I remember a painting professor I had telling the class: “forget the contours, contours are in your brain, not in reality. Painting is a visual interpretation. You don’t paint a chair, you find a solution, in canvas, for the colors, light and shadows you observe, ignoring if they seem a chair or a train. If you do it right, in the end you’ll get a chair”.
I’m not much of a painter myself, my chairs always ended like trains, so I never knew if he was right or not. Probably was. But I just wonder what he would say about image interpretation – made by machines.
Recently, artificial neural networks (ANNs) began to be used to produce images, some of them beautiful, like this one:
This image and many other machine-generated images can be found in the Google Deep Dream web page.
The final image, on the right, was not produced by image filters or morphing algorithms; it was created by a trained ANN specialized in image recognition, called CNN, but used in reverse to combine the content of the upper-left image with the style of the bottom-left image. Ok, that sound strange. I’ll start from the beginning.
What is an artificial neural network?
It’s a computer structure inspired by the biological neural networks. When they were invented, in the mid-20th century, they were described as a computational model of the human brain.
As a diagram, a simple Artificial Neural Network looks like this:
The output is a prediction and can represent a class (“Cat”, “Dog”, “Train”, …) or be just a number (a predicted price for a house, for example).
The input is the data we give to the network to obtain the prediction. For example, the pixels of an image, or data that can influence the price of houses (location, age of the building, etc.).
Inside we have layers of so-called neurons (the white circles). Each neuron receives inputs and uses them to compute an output, a value used as input for other neurons. Each of these connections (the arrows in the diagram) has 2 unique variables, a weight and a bias.
A network would not be of much use without being trained for some purpose. Training consists of feeding the network with lots of labeled data samples. Put another way, we tell the network which output is the right one for the inputs we’re giving (it’s like saying “this image is a dog”, “this image is a cat”, and so on, for millions of images, repeatedly). The network learns by adjusting all the weights and biases a little bit, progressively, so that, given the inputs, the output of the network become closer and closer to the labeled output.
This is a very simplified, undetailed description of an ANN. But yes, in the end the biological-inspired computational model of the human brain is just a big equation.
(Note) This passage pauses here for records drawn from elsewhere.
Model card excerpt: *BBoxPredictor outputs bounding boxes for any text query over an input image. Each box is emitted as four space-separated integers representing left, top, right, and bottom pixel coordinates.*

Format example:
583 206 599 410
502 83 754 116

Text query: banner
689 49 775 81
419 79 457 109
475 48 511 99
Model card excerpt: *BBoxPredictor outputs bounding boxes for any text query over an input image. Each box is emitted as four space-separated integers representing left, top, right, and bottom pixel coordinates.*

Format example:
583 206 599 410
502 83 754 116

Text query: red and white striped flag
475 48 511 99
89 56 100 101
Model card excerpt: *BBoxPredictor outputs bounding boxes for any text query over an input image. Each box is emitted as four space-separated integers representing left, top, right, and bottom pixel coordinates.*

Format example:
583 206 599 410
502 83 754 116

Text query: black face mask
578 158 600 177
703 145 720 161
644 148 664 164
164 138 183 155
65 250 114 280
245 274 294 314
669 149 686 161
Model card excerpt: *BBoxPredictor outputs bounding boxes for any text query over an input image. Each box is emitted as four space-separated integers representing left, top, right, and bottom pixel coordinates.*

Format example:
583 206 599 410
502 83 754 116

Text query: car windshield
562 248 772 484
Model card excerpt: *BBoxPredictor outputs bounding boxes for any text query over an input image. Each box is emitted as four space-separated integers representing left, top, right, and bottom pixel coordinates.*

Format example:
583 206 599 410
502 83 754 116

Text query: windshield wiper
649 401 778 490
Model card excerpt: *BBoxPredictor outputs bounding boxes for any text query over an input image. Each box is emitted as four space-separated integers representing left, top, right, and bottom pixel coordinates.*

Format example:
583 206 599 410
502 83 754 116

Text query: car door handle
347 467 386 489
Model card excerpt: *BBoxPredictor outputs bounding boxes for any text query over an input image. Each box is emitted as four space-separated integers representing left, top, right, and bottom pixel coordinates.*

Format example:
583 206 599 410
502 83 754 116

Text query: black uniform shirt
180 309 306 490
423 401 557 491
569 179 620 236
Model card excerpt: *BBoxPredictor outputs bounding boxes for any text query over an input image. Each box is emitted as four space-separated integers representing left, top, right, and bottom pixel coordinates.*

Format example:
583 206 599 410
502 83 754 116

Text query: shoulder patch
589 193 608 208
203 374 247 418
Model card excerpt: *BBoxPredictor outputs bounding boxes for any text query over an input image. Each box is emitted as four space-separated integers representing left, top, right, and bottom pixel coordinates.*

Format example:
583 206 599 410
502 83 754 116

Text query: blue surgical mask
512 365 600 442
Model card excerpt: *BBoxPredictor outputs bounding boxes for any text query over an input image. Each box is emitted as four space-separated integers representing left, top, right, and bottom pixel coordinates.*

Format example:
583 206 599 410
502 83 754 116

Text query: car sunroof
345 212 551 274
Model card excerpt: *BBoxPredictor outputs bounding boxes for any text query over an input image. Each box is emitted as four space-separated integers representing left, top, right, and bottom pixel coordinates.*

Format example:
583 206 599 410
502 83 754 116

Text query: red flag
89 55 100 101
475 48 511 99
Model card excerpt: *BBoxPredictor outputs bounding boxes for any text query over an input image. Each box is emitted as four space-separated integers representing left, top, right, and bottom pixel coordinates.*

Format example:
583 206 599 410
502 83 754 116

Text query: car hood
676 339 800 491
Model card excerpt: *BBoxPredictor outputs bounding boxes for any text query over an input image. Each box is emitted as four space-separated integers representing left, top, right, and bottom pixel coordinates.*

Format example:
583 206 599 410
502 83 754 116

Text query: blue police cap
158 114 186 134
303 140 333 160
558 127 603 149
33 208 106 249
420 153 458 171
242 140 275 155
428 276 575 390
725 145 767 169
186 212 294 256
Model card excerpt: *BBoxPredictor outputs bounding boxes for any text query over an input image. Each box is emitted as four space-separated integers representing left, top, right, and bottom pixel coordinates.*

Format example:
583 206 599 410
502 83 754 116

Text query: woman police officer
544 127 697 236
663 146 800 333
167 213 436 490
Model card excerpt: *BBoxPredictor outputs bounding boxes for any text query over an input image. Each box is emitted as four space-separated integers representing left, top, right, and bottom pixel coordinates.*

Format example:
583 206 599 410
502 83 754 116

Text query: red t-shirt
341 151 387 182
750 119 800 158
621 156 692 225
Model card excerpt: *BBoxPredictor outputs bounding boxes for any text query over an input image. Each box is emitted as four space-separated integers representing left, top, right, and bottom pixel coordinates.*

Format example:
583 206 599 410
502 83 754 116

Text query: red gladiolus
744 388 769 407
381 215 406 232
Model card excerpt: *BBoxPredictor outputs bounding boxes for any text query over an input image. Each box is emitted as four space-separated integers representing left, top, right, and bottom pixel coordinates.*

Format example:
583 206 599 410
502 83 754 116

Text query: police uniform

So let’s simplify even more and represent by W all the weights, by B all the bias, by X all the inputs, by Y the output and, for those who like statistics (who doesn’t?), let’s have the entire network represented in the form of a linear regression:
Note that this formula is an oversimplification just to meet the purpose of this post. That said, let’s get back to the Deep Dream.
Neural networks come in different flavors, one of them very good at 2D processing. CNNs, or Convolutional Neural Networks, are special ANNs used by Google Deep Dream and many other image recognition systems, including smartphone apps, to classify images. CNNs use dedicated layers called convolutional layers that decompose the image in feature maps, each one an image itself (representing parts of the image, edges, corners, contours – my painting professor would not like that at all). CNNs are also used for speech recognition, natural language and other complex applications.
But the Deep Dream CNN is not trying to classify anything. How does it get to the final image?
First it is trained in a normal way for image recognition, by adjusting W and B in the equation, given X and Y (corresponding to tons of labeled images):
It was found that during the training procedure, a CNN specialized in image recognition internally represent images in a way that allows for the separation of image content and style. The feature maps determine the content, while a correlation of the feature maps named Gram matrix represents the image style.
So the next step is to feed the “content” and “style” images through the CNN and save the feature maps and the Gram matrix respectively.
Finally, our target will be the “X” in the equation – the input.
That’s what we want to know: given the content and style, what is the best combination of both. The network is used in reverse to find it. Instead of adjusting W and B, it will be adjusting X, the input image, that starts as white noise, in small steps until it is sufficiently close to the desired content and style.
Because the style image and the content image will never match, the network is forced to create a solution, let’s say its unique interpretation of the challenge.
This technique is called “deep art” because, taking a tolerant definition of “art”, it results in art achieved through deep learning methods. You can read about it here, here and here, or just go to Deep Dream web page or download the Prisma app and try for yourself.
But enough of geeky stuff. Returning to art, the “Loving Vincent” movie, released last year, is an animation where more than 800 oil paintings in Van Gogh style, painted during 6 years by a team of 125 professional artists, were used to create the 65000 frames of the movie. Without diminishing this tremendous work and the invaluable human creativity, maybe the next movie of this kind can already be produced using deep learning techniques.
This is the first of a series of posts on deep learning. In “Deep Van Gogh” style, thanks to Google Deep Dream,
Happy new year to all (including machines).